Die natürliche Süße ist unübertroffen gepaart mit einer leichten Säure, die aber, im Gegensatz zu anderen Beeren, nie unangenehm ist.
Himbeere, Harnbeere, Honigbeere oder Himpelbeere: Trotz ihres irreführenden Namens zählt die Himbeere botanisch nicht zu den Beeren, sondern ist eine so genannte Sammelsteinfrucht. Das erklärt sich daraus, dass sie nicht aus einer Fruchthülle mit mehreren Kernen im Inneren besteht, sondern aus vielen kleinen, aneinander liegenden Früchtchen, die jeweils nur einen Kern beinhalten. Dass die Himbeere ein Mitglied der Rosengewächse ist, ist nachvollziehbar, wenn man ihr dorniges Gehölz kennt. Ihren Ursprung hat die heutige Himbeere bei der europäischen Waldhimbeere, einer kleinen säuerlichen Frucht, die etwa im vierzehnten Jahrhundert in Klostergärten erstmals kultiviert wurde.
Heilsame Beere
Wer eine Himbeerhecke besitzt, hat die Apotheke praktisch schon im Garten: Die Himbeere ist äußerst vielfältig und reich an Vitaminen, Spurenelementen und sekundären Pflanzeninhaltsstoffen. Ihr werden antibiotische, appetitanregende, entwässernde und abführende Wirkung nachgesagt, sie stimuliert Abwehrmechanismen, unterstützt das Immunsystem und regt den Stoffwechsel an. Ihre Wirkstoffe helfen bei Blasen- und Nierenleiden, Sodbrennen und Verdauungsstörungen.
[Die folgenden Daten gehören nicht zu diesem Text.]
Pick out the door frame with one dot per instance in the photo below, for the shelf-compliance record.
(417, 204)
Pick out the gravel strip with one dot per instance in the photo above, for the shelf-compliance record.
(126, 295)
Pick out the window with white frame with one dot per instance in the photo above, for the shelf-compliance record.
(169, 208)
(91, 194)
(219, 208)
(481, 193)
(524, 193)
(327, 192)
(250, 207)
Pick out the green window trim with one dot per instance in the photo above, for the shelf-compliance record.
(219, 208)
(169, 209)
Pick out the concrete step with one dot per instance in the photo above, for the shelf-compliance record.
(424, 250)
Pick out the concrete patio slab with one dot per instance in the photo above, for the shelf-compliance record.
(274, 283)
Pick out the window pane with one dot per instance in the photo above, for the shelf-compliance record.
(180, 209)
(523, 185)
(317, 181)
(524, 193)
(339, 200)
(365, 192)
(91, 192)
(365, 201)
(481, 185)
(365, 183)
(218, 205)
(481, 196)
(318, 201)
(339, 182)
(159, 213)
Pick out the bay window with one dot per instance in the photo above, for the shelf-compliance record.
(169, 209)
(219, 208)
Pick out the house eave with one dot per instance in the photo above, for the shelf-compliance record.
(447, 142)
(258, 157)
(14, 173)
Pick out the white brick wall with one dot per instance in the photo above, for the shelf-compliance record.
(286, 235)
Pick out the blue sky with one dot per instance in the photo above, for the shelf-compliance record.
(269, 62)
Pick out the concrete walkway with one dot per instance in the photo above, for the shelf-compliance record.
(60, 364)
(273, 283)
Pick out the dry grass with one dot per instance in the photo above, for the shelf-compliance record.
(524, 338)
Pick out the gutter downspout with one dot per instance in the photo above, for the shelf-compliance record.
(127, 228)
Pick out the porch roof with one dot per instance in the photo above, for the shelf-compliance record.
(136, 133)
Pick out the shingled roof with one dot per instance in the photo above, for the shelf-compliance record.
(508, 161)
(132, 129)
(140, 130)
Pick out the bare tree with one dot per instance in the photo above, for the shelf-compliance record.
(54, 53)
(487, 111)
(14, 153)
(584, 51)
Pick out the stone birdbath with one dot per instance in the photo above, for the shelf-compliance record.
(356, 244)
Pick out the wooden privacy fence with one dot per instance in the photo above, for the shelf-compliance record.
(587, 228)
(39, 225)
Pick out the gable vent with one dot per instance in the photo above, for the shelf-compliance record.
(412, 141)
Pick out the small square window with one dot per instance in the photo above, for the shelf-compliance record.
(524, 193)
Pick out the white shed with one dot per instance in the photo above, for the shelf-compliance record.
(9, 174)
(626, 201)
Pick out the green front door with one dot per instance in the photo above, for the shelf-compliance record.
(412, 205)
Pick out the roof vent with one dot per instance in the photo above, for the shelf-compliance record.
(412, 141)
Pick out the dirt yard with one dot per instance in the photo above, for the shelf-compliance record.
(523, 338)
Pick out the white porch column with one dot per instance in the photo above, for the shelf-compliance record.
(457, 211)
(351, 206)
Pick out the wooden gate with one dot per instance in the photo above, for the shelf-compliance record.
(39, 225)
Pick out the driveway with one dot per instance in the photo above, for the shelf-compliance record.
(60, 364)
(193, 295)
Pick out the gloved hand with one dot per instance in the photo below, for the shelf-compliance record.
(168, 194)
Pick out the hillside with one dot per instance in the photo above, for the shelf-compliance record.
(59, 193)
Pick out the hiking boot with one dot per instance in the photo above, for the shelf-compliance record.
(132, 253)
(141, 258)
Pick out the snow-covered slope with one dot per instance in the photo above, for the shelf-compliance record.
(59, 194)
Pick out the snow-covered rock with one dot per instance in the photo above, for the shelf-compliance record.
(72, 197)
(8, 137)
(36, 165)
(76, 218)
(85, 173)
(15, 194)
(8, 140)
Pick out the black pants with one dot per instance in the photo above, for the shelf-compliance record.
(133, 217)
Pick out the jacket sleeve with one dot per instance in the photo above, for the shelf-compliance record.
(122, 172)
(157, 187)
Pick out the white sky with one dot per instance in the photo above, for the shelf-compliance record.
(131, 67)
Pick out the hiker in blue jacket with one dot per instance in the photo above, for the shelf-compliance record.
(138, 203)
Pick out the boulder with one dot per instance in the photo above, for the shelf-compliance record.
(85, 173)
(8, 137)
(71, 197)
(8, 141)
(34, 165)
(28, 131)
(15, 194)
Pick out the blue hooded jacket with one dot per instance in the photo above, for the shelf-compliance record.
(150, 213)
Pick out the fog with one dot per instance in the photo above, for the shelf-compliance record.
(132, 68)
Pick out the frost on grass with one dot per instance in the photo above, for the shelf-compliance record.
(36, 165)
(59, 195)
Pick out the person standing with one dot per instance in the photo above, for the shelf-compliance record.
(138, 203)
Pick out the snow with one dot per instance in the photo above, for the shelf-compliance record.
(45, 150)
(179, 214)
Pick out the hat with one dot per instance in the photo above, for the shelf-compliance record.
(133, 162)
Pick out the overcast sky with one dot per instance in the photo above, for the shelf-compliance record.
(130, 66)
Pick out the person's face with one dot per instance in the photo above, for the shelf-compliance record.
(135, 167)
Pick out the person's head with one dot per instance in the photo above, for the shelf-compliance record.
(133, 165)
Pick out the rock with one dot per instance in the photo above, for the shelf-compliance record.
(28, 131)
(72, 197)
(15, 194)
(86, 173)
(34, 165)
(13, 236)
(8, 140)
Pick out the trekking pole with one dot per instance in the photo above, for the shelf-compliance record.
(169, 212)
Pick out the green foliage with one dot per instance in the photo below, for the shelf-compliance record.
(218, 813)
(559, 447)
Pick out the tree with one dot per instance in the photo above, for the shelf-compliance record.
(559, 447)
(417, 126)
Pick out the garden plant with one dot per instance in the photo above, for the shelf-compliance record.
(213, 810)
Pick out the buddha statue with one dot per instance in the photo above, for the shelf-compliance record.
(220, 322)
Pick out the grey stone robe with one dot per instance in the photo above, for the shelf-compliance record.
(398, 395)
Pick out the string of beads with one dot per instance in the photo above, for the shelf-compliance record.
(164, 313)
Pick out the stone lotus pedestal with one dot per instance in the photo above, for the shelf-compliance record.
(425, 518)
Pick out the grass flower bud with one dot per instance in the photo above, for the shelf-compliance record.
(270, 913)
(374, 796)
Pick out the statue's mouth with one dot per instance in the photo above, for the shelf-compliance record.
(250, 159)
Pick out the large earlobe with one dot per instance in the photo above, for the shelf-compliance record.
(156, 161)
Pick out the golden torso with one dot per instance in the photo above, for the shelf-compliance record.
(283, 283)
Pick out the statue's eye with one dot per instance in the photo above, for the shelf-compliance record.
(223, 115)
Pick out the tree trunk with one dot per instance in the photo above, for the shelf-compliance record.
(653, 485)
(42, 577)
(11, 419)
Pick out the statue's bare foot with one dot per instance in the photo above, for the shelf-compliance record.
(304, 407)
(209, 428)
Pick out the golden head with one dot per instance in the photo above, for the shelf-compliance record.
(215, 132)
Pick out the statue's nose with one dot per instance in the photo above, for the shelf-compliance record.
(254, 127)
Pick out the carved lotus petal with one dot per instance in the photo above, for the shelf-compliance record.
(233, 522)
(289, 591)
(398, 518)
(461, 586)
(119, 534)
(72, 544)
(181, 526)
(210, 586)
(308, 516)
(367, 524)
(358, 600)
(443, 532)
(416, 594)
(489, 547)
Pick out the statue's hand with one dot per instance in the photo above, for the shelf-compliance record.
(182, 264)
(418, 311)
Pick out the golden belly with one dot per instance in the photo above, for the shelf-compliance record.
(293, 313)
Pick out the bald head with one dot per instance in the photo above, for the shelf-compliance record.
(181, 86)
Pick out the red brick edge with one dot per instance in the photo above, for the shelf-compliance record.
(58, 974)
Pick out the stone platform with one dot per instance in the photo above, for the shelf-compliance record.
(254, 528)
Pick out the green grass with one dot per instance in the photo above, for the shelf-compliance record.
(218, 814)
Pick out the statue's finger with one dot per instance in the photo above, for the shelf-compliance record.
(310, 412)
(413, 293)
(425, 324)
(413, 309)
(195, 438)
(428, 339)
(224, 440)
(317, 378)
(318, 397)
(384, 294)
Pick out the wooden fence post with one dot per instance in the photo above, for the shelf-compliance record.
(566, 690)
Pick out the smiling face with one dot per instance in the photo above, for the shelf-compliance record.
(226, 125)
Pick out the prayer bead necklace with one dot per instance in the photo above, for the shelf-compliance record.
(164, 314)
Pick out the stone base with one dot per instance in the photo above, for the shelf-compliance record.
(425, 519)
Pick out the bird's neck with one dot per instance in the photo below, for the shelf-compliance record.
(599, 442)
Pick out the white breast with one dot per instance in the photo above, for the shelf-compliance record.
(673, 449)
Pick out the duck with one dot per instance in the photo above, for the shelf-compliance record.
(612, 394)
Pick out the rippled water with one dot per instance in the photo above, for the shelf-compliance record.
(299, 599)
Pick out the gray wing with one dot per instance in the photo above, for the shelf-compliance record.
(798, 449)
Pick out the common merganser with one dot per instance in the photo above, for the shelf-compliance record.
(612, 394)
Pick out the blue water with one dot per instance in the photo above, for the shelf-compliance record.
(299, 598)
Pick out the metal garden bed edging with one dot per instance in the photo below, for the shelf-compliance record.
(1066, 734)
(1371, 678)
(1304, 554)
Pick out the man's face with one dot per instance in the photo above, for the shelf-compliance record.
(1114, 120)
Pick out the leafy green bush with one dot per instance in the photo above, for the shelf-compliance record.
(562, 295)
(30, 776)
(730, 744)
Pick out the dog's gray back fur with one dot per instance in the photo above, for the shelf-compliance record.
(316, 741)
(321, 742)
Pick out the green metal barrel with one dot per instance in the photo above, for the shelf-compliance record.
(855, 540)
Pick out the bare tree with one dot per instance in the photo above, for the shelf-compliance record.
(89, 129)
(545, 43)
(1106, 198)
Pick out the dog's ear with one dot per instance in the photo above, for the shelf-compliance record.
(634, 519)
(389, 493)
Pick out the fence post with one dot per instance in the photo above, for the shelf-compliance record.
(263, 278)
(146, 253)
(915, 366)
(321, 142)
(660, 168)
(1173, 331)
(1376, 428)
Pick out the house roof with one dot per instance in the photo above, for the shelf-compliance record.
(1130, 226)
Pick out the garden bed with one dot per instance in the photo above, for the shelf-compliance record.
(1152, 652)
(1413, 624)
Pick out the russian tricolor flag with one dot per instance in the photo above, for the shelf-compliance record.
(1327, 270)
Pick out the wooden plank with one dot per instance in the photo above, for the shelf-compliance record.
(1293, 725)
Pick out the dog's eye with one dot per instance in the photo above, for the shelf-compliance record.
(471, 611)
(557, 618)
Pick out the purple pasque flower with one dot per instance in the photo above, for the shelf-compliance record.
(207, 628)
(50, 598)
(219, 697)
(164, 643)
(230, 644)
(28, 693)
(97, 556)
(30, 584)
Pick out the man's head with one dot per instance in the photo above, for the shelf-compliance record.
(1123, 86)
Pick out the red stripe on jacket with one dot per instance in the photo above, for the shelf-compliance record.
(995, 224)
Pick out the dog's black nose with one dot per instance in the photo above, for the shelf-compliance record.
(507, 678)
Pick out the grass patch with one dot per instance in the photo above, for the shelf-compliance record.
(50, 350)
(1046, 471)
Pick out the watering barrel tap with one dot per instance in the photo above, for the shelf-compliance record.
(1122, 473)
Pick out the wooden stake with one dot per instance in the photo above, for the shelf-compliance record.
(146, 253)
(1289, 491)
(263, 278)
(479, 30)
Neben Provitamin A und Vitamin B enthält sie ein hohes Maß an Vitamin C, welches hilft, das Immunsystem in Schuss zu halten. Der Gehalt an Eisen gilt als bemerkenswert, man spricht der Frucht blutreinigende und blutbildende Effekte zu. Eine Portion von 250g Himbeeren enthält in etwa 100mg Calcium, gemischt mit Naturjoghurt werden die Früchte somit zur absoluten Calciumbombe. Die Säure der Himbeeren besteht vorwiegend aus Zitronensäure, diese beeinflusst den Harnstoffwechsel, wirkt treibend und reinigend. Auch Folsäure, Magnesium und Kalium sind Inhaltsstoffe der Himbeere. Flavonoide schließlich bedingen einen antioxidativen und blutreinigenden Effekt.
Himbeeren sind teuer
Die Früchte müssen wegen ihrer Druckempfindlichkeit per Hand geerntet, locker nebeneinander sorgfältig in Schälchen gelegt und sofort gekühlt werden, andernfalls würden sie zusammenfallen. Himbeeren sind so sensibel, dass sie für Tiefkühlobst einzeln vorgefrostet werden müssen, bevor sie eingefroren werden können. Die gute Nachricht dabei: Auch Himbeeren, die sie im Handel erhalten, sind immer naturbelassen! Durch ihre hohe Empfindlichkeit ist ein Spritzen mit Pestiziden unmöglich, die Beeren wären sofort ruiniert.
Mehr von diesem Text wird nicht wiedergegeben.